Navigating the dynamic landscape of lower-risk MDS: Advances and emerging insights.

作者信息

Mina Alain, Madanat Yazan, Abaza Yasmin, Zeidan Amer M

机构信息

Myeloid Malignancies Program, Center for Cancer Research, National Cancer Institute, National Institutes of Health, Bethesda, MD, USA.

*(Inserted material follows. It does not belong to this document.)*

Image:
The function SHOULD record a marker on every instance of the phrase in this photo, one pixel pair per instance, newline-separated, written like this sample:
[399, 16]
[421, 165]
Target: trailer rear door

Division of Hematology, The University of Texas Southwestern Medical Center, Dallas, TX, United States of America.

出版信息

Blood Rev. 2025 Aug;73:101301. doi: 10.1016/j.blre.2025.101301. Epub 2025 May 14.

Abstract

Myelodysplastic syndromes/neoplasms (MDS) are a group of clonal myeloid malignancies characterized by ineffective hematopoiesis, cytopenias, and an increased risk of transformation to acute myeloid leukemia (AML). In lower-risk (LR) MDS, as defined by the revised and molecular international prognostic scoring systems (IPSS-R and IPSS-M), anemia is often the predominant clinical manifestation. Treatment strategies have traditionally focused on supportive care, including transfusion support and erythropoiesis stimulating agents (ESAs). While allogeneic hematopoietic stem cell transplantation remains the only potentially curative option for select patients, LR-MDS remain otherwise incurable with current therapies. With the exception of lenalidomide which was approved in 2005 in USA, therapeutic advancements in LR-MDS have stalled for almost 15 years. Progress has been limited by the disease's inherent complexity, indolent nature, and significant heterogeneity, as well as challenges in clinical trial design and execution. Recent advances in gene sequencing and molecular analyses have significantly increased our understanding of disease biology. These insights, coupled with collaborative efforts across the academic community, have led to meaningful shifts in classification, prognostication, and response assessment paradigms in LR-MDS. This evolution has led to a number of approvals, including luspatercept approved in 2020, and imetelstat, which was approved in 2024 in USA. As the therapeutic landscape of LR-MDS continues to evolve, there is growing optimism that these recent milestones will pave the way for further advancements and improved patient outcomes. Next set of studies should focus on the optimal sequencing and combinations of existing agents, as well as moving forward novel effective agents.

摘要

骨髓增生异常综合征/肿瘤(MDS)是一组克隆性髓系恶性肿瘤,其特征为造血无效、血细胞减少以及转化为急性髓系白血病(AML)的风险增加。在经修订的国际预后评分系统(IPSS-R)和分子国际预后评分系统(IPSS-M)所定义的低风险(LR)MDS中,贫血通常是主要的临床表现。传统的治疗策略主要集中在支持性治疗,包括输血支持和促红细胞生成素(ESA)。虽然异基因造血干细胞移植仍然是某些患者唯一可能治愈的选择,但LR-MDS目前的治疗方法仍无法治愈。除2005年在美国获批的来那度胺外,LR-MDS的治疗进展几乎停滞了15年。进展受限的原因包括疾病固有的复杂性、惰性本质和显著的异质性,以及临床试验设计和实施方面的挑战。基因测序和分子分析的最新进展显著增加了我们对疾病生物学的理解。这些见解,再加上学术界的共同努力,导致了LR-MDS在分类、预后和反应评估范式上的有意义转变。这一演变导致了多项批准,包括2020年获批的罗特西普,以及2024年在美国获批的imetelstat。随着LR-MDS的治疗格局不断演变,人们越来越乐观地认为,这些最近的里程碑将为进一步进展和改善患者预后铺平道路。接下来的一系列研究应专注于现有药物的最佳序贯和联合使用,以及推进新型有效药物的研发。